Abigail Sproull

Identification of PELP1 regulated pathways that enhance mammary stem cell activity

Breast cancer is the second leading cause of cancer death among women, however, its mortality rate has decreased significantly due to better treatments, increased awareness, and earlier screening. Proline, glutamic acid, leucine rich protein 1 (PELP1) is an estrogen receptor coactivator that serves as a potential biomarker for breast cancer initiation as it has been shown that cytoplasmic PELP1 signaling and associated protein complexes promote cancer stem cell expansion and self-renewal in ER+ breast cancers. Mammosphere assays of normal epithelial cells also suggest that PELP1 plays a role in promoting mammary stem cell self-renewal. To better understand PELP1-induced pathways that promote mammary stem cell self-renewal and differentiation, the Ostrander lab performed RNA sequencing (RNA-seq) on RNA isolated from MCF10A cells, a model of normal mammary epithelial cells, cultured in standard 2D and 3D mammosphere conditions. RNA-seq results from MCF10A cells expressing either cytoplasmic, wild-type, or vector control PELP1 were analyzed in Ingenuity Pathway Analysis (IPA) to identify cytoplasmic PELP1 regulated pathways. IPA suggests that Wnt/β-catenin and TGFβ signaling is significantly upregulated in cytoplasmic PELP1 expressing cells cultured in mammosphere conditions.

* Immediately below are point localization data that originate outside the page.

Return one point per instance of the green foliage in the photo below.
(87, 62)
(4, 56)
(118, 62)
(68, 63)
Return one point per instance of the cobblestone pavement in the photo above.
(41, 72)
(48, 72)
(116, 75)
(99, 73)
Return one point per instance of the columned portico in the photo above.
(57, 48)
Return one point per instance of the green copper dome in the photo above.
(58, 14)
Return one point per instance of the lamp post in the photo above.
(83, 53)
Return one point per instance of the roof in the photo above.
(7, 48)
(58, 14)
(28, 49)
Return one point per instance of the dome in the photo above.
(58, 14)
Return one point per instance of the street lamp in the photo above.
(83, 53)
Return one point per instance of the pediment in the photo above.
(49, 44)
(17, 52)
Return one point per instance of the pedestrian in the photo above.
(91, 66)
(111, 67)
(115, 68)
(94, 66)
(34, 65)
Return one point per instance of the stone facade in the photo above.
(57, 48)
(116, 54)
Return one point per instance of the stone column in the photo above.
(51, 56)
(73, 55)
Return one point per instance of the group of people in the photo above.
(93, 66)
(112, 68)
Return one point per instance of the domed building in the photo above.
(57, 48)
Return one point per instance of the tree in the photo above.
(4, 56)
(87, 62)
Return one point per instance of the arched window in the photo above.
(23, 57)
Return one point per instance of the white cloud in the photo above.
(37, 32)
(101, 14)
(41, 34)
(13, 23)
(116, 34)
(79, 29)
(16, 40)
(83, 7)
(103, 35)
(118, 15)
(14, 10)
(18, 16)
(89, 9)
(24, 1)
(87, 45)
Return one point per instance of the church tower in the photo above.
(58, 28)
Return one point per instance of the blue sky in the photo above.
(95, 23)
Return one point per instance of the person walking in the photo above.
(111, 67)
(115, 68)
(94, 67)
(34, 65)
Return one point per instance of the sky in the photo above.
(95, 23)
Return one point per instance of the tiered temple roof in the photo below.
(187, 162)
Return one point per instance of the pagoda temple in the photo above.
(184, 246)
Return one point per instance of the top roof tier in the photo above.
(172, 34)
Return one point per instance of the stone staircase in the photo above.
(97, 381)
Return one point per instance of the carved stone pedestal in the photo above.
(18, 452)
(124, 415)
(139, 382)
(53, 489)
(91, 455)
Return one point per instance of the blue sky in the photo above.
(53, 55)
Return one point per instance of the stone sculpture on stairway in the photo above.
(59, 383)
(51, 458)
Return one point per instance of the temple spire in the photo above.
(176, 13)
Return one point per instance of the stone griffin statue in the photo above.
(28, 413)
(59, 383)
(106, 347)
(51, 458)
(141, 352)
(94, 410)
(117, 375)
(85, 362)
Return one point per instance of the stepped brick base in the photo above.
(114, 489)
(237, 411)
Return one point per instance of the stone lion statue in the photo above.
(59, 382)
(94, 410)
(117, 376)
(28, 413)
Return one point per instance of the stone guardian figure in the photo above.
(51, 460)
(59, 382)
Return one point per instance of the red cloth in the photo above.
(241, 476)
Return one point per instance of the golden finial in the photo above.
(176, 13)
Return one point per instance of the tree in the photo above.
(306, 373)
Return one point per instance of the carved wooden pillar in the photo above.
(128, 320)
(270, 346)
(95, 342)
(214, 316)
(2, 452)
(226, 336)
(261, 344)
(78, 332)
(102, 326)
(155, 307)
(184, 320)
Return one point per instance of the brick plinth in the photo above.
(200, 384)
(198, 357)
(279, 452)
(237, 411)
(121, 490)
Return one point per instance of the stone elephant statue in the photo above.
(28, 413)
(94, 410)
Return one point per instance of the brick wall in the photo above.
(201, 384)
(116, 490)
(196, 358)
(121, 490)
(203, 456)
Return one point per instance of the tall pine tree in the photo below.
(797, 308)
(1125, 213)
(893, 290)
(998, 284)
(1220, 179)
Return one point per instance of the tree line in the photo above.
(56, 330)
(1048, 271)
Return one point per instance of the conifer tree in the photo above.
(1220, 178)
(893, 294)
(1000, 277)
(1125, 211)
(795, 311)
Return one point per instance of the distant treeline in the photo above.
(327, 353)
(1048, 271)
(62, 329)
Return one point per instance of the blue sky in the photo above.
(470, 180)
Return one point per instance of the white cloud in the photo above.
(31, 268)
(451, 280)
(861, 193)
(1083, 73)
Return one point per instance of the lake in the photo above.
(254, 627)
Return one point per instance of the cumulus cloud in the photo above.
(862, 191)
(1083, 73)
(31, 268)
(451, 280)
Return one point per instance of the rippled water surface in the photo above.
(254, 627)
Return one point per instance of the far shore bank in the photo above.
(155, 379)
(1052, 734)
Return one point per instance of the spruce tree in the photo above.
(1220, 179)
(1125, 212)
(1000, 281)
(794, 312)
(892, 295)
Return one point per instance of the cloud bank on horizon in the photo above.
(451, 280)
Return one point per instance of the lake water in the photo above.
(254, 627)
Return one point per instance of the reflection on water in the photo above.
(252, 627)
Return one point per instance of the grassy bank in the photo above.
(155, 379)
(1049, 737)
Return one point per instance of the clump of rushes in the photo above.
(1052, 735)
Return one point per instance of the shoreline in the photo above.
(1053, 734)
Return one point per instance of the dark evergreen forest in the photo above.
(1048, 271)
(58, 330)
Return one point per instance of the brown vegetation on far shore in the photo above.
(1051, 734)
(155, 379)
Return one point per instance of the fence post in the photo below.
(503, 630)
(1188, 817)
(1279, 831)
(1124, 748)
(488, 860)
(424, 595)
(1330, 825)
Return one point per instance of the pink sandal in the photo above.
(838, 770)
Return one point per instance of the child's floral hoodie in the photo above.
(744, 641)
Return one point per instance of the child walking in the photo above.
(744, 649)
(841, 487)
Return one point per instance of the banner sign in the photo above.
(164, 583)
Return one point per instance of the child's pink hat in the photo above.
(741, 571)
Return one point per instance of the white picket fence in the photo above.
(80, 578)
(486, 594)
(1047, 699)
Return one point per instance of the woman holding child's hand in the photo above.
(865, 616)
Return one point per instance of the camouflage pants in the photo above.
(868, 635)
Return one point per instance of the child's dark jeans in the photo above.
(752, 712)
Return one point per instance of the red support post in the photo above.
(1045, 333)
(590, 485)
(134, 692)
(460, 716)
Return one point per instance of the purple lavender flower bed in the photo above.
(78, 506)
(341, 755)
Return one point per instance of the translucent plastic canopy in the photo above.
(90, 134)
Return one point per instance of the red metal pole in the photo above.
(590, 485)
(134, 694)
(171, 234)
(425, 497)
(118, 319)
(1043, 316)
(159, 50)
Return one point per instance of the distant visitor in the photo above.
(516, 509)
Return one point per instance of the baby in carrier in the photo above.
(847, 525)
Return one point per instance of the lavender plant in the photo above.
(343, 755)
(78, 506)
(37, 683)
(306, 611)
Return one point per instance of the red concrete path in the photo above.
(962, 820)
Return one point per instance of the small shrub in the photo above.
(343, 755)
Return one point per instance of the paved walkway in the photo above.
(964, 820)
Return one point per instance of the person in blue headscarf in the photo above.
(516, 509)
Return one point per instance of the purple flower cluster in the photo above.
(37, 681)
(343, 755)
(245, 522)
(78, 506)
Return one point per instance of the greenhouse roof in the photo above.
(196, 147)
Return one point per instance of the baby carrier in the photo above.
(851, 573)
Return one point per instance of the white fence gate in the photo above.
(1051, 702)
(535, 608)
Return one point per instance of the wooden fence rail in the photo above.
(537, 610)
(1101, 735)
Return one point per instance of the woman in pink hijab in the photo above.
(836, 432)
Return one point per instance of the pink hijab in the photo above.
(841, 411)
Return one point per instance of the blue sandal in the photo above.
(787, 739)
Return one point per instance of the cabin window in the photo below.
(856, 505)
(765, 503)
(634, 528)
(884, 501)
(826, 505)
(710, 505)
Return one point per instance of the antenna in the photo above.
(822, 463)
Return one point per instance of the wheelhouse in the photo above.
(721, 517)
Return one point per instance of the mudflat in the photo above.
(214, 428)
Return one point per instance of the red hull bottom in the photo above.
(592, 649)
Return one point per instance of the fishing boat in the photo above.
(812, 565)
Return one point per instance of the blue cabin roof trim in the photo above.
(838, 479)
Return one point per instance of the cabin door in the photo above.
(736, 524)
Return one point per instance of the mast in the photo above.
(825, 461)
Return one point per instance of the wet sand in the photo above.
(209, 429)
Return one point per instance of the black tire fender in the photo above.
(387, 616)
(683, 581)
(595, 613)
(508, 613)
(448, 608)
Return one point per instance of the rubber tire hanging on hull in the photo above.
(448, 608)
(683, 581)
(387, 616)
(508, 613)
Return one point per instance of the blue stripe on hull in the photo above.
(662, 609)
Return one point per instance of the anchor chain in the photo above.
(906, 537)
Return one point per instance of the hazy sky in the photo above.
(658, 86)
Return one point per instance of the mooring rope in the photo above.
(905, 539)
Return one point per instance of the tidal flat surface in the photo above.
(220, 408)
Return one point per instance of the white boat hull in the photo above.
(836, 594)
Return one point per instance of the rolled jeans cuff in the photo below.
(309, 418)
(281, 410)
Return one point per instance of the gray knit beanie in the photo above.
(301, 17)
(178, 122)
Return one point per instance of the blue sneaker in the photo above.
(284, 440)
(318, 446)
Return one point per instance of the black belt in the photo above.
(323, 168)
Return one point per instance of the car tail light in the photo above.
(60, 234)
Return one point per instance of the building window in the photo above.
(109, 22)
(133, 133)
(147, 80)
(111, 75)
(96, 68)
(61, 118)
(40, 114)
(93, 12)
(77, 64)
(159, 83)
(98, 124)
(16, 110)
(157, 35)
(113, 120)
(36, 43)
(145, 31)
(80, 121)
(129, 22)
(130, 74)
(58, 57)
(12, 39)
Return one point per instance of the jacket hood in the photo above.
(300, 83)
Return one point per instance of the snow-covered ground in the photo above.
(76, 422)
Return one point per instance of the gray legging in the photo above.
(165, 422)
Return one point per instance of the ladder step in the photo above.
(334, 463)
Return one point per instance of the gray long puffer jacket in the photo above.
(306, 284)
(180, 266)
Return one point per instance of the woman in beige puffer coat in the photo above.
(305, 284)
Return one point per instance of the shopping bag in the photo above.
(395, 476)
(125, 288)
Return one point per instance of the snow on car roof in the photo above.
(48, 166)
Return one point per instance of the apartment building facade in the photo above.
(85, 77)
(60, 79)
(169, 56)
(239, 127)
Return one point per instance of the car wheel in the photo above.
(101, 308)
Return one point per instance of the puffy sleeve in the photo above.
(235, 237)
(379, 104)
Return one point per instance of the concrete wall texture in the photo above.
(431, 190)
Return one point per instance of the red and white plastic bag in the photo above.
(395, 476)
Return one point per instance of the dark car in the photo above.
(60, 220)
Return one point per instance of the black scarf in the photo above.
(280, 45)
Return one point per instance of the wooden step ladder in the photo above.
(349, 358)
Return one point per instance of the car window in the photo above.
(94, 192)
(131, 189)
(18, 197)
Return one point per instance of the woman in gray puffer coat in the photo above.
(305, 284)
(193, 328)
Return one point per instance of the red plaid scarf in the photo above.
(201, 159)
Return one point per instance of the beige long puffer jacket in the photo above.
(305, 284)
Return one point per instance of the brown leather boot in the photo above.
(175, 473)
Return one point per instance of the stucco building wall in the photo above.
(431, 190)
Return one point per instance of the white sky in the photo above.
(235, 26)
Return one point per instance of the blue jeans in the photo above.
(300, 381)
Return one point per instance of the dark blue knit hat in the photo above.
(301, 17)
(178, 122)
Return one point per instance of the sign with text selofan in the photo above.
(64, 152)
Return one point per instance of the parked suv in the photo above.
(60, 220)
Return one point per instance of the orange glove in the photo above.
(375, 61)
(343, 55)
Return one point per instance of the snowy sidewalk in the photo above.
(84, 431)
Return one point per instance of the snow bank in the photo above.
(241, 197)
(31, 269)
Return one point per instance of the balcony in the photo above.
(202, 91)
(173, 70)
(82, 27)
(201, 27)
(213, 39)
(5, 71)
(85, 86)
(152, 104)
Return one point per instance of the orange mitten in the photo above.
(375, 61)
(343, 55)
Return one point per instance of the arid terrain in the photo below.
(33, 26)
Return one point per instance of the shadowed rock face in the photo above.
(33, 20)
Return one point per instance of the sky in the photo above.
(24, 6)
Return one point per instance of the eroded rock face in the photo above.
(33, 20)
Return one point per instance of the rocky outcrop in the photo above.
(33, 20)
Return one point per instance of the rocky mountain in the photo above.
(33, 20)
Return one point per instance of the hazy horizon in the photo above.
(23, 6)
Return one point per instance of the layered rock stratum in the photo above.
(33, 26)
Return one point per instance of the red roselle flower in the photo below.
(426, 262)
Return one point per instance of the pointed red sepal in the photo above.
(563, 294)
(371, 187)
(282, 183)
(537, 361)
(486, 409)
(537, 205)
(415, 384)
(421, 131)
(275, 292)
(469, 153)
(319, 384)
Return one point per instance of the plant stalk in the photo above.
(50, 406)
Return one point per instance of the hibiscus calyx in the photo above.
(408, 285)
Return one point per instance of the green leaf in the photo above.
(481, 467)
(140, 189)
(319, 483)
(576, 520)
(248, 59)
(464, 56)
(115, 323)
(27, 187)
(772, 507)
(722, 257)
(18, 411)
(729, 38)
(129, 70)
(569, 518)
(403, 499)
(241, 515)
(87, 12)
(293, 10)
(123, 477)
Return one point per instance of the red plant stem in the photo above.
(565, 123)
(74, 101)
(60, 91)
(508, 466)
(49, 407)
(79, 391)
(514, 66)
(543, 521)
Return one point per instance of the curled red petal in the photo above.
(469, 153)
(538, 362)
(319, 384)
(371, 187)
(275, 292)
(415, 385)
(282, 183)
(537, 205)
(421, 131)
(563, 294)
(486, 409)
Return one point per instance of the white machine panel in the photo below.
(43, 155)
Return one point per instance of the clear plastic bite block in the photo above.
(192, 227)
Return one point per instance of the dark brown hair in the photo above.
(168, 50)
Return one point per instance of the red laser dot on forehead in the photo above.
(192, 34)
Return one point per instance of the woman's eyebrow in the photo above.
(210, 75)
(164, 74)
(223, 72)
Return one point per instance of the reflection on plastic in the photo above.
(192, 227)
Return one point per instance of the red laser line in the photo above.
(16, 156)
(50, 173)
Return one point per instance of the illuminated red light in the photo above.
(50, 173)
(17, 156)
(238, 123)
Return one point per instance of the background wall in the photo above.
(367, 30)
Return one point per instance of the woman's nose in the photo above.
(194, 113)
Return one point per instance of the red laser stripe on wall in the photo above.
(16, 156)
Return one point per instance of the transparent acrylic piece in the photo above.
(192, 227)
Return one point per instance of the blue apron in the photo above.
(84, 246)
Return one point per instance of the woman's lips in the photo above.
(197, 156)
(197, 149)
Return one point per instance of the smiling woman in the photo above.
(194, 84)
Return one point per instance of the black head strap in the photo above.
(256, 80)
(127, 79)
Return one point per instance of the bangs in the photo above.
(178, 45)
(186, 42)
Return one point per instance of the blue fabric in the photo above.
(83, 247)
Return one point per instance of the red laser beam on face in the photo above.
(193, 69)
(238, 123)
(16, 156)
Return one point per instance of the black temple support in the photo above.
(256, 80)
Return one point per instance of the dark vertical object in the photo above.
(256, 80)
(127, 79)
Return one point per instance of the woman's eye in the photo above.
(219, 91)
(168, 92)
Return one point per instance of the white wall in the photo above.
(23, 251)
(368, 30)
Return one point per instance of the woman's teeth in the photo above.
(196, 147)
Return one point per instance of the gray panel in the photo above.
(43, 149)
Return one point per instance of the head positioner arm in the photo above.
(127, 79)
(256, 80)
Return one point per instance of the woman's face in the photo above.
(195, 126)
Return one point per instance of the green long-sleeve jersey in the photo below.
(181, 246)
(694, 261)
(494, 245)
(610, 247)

Both of these signaling pathways play important roles in stem cell biology, with Wnt/β-catenin regulating stem cell pluripotency and TGFβ promoting epithelial-mesenchymal transition. Genes upregulated in these pathways include FZD1, WNT11, CTNNB1 for Wnt/β-catenin and BMP4, TGFB1, TGFB3 for TGFβ are being validated on the mRNA and protein level. Future studies will focus on how the inhibition of these pathways impact mammary stem cell biology.